Edwin L. Kaplan, MD, Chicago: I share Dr Van Heerden's point of view that we should have an international database. I want to ask one question. When studied by immunohistochemistry, many pancreatic endocrine tumors contain more than one peptide. How do you classify these tumors?
Dr Lee: Thank you all for your kind comments and cogent questions. I will answer some of the easier questions first. Dr Kaplan asked how we classified patients whose tumors stained for multiple peptides by immunohistochemistry. These patients were classified on the basis of clinical hormone production rather than on the basis of immunohistochemical markers.
We were asked how many of our gastrinoma patients had duodenal tumors. Duodenotomy was performed in 4 gastrinoma patients and islet cell tumors were identified and enucleated in 3 of these 4 patients. Duodenal tumors were found in an additional 5 patients who underwent pancreaticoduodenectomy or total pancreatectomy.
Dr Van Heerden asked about an international registry of MEN 1 patients. We certainly would support the development of an international registry as Dr Van Heerden has described. The number of patients and kindreds seen at any individual institution, even those such as ours with a dedicated clinical and basic science research program in MEN 1, is relatively small. Our presentation today, as well as recent publications of other groups, demonstrate that it is very difficult to get at genotype-phenotype correlations using data from any single institution, so we would certainly support development of such an international registry.

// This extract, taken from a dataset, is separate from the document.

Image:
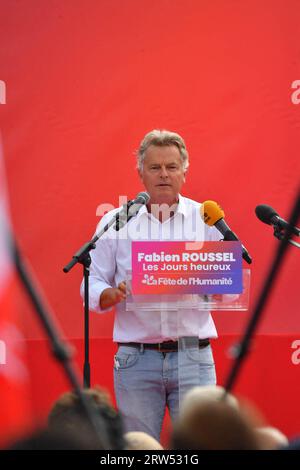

Dr Prinz and Dr Van Heerden asked related questions regarding screening and prophylactic surgery for patients from MEN 1 kindreds, particularly in kindreds in which the pancreatic neuroendocrine disease has been relatively aggressive. The issue of prophylactic surgery goes to the heart of our presentation and the difficulty in getting good data about associations between genotype and phenotype. We think the example of MEN 2 is an excellent one where prophylactic thyroidectomy has really changed the way that we manage these patients and the natural history of the disease. We don't think we are there yet with regard to MEN 1 and surgical treatment of pancreatic neuroendocrine disease. For MEN 1 patients who have hyperparathyroidism, where the aggressiveness of hyperparathyroidism does appear to be kindred-specific, we and others have begun to tailor our surgical treatments for those patients based on the aggressiveness of the hyperparathyroidism in the kindred and the individual patient. However, we do not recommend yet prophylactic total pancreatectomy for any of our patients with MEN 1. The way that we would manage a patient such as Dr Van Heerden described would be to do an initial thin-cut, high resolution, contrast-enhanced CT scan. We would also add endoscopic ultrasound to look at the pancreas and the duodenum at the time of initial presentation. We would follow a patient like this, in the absence of better data, with annual CT scans as well as measurements of plasma peptide hormone levels. At the first clinical evidence for a pancreatic endocrine tumor, we would consider operation. We would not wait until the tumor reached an arbitrary size, 2 cm for example. The operation that we would do would be an operation such as Dr Norman Thompson has described, that is, a distal pancreatectomy, enucleation of tumors in the pancreatic head, and a peripancreatic and portal lymph node dissection.